Compovision is a playful take on how we interact and co-create with machines, no words or clicks required.

Since the advent of modern artificial intelligence in the 2020s, the primary way of interacting has been largely dominated by written language.

Compovision’s goal is to redefine how we communicate with artificial systems by creating a fully visual interaction where no words or prompt engineering is required.

By utilizing the visual world around, we can to compose and create entirely new worlds.

Concept and realization by Lionel Ringenbach, aka Ucodia.

Create it with your own hands

By pointing a set of camera to places or objects from your daily life, Compovision is able to instantly create new visual composition.
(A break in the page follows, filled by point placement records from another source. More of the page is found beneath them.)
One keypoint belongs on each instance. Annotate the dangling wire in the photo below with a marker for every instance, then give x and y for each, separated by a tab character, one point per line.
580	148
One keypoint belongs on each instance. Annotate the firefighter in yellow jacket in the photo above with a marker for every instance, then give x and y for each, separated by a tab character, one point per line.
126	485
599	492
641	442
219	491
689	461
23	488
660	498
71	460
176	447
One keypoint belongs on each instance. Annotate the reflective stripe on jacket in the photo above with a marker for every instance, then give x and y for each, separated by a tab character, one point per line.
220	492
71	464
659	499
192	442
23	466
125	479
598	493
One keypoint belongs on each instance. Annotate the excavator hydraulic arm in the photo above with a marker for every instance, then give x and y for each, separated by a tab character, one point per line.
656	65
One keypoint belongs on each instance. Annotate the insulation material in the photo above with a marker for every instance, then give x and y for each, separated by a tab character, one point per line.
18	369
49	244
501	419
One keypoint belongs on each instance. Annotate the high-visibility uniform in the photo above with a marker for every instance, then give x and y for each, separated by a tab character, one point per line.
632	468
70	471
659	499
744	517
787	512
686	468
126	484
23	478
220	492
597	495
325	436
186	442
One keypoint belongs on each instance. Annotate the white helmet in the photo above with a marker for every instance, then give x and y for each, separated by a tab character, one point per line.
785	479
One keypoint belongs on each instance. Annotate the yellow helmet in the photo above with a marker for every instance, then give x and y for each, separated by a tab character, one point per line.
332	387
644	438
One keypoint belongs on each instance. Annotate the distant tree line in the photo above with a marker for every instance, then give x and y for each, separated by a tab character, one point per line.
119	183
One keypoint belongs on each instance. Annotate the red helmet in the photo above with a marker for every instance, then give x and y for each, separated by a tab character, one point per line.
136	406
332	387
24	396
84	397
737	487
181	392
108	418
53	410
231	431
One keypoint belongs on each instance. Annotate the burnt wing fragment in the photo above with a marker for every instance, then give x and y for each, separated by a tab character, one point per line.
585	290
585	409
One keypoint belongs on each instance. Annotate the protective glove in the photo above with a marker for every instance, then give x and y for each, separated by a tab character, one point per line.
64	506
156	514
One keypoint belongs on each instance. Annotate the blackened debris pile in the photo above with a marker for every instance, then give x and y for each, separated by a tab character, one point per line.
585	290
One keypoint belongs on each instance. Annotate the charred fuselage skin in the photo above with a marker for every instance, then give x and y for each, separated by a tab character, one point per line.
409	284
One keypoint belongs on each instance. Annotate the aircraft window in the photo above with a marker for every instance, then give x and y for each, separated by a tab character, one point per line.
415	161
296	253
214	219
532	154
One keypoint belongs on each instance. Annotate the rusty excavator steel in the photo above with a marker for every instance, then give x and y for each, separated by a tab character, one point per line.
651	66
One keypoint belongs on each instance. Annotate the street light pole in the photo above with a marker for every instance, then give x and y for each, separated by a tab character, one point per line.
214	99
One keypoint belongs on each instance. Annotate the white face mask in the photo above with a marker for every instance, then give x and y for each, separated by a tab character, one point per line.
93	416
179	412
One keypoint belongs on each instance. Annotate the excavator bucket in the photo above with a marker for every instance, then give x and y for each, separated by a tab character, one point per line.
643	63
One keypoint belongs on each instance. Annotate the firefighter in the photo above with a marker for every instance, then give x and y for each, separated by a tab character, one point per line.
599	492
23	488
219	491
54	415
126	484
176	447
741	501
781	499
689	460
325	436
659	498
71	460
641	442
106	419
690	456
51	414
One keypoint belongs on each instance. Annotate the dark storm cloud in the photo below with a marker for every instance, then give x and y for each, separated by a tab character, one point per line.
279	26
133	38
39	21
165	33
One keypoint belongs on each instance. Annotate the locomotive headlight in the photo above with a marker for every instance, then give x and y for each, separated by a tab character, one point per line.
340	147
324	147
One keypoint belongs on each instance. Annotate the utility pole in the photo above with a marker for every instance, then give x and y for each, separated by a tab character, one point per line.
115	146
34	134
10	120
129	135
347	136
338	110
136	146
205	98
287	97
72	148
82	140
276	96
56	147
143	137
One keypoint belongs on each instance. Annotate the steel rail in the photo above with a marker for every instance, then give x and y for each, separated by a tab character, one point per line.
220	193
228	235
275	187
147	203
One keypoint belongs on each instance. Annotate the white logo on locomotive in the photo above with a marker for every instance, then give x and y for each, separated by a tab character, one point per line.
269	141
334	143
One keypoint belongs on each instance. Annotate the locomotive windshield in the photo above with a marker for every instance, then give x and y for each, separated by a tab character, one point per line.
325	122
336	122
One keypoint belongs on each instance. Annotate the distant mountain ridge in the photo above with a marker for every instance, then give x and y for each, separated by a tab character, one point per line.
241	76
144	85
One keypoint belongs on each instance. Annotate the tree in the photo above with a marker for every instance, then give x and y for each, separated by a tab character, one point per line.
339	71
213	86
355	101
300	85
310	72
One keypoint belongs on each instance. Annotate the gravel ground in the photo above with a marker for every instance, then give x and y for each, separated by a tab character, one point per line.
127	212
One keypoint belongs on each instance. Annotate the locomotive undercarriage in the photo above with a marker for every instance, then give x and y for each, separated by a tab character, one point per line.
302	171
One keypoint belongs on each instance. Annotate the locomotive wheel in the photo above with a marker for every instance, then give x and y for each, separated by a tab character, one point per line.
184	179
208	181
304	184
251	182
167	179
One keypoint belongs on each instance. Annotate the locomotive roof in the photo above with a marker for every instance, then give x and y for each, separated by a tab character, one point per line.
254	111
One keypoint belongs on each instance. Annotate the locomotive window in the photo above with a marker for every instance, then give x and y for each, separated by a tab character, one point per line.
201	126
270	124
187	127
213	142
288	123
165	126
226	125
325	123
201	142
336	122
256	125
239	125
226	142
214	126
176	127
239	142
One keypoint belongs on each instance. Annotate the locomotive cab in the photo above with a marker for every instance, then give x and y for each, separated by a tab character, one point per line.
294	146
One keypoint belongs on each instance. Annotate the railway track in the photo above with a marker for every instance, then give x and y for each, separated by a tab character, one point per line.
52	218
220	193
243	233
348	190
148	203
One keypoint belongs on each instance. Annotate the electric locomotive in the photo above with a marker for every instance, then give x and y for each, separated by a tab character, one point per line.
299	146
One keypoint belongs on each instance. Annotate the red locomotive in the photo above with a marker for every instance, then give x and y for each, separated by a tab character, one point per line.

This intelligent system is able to understand what you want to create simply through observation of the world you feed into it.

How it understands and creates

Under the hood, the intelligent system is able to discern the world you show using an AI vision model, which is able translate images into textual descriptions of what it sees. In turn it is able to compose the descriptions of all the images into a larger imaginary scene. Finally, it uses an image generation system to return an image of the scene which composes the world around you into a brand new world.

The first prototype (May 2024)

The initial prototype was ideated in October 2023, developed in May 2024 and first exhibited at the Vancouver AI Community Meetup in May 2024.

The core of the prototype is a sequential pipeline of 3 large language models (artificial intelligence LLM), each with a very specific tasks, and is executed in the following order:

  1. Llava, an “image-to-text” model
  2. Llama3, a “text-to-text” model
  3. StableDiffusion XL, a “text-to-image” model

In short, the pipeline acts as if it was an “images-to-text-to-text-to-image” model. This is different from an “images-to-image” model because the middle of the pipeline allows greater flexibility into how final the image is composed.

Workflow integration

Workflow integration

The pipeline was created and integrated entirely in TouchDesigner and ComfyUI. 3 webcams and a simple screen monitors were used to intake live video feed and display the resulting images. The entire software was executed offline by a Macbook Pro with a Apple M1 Max chip.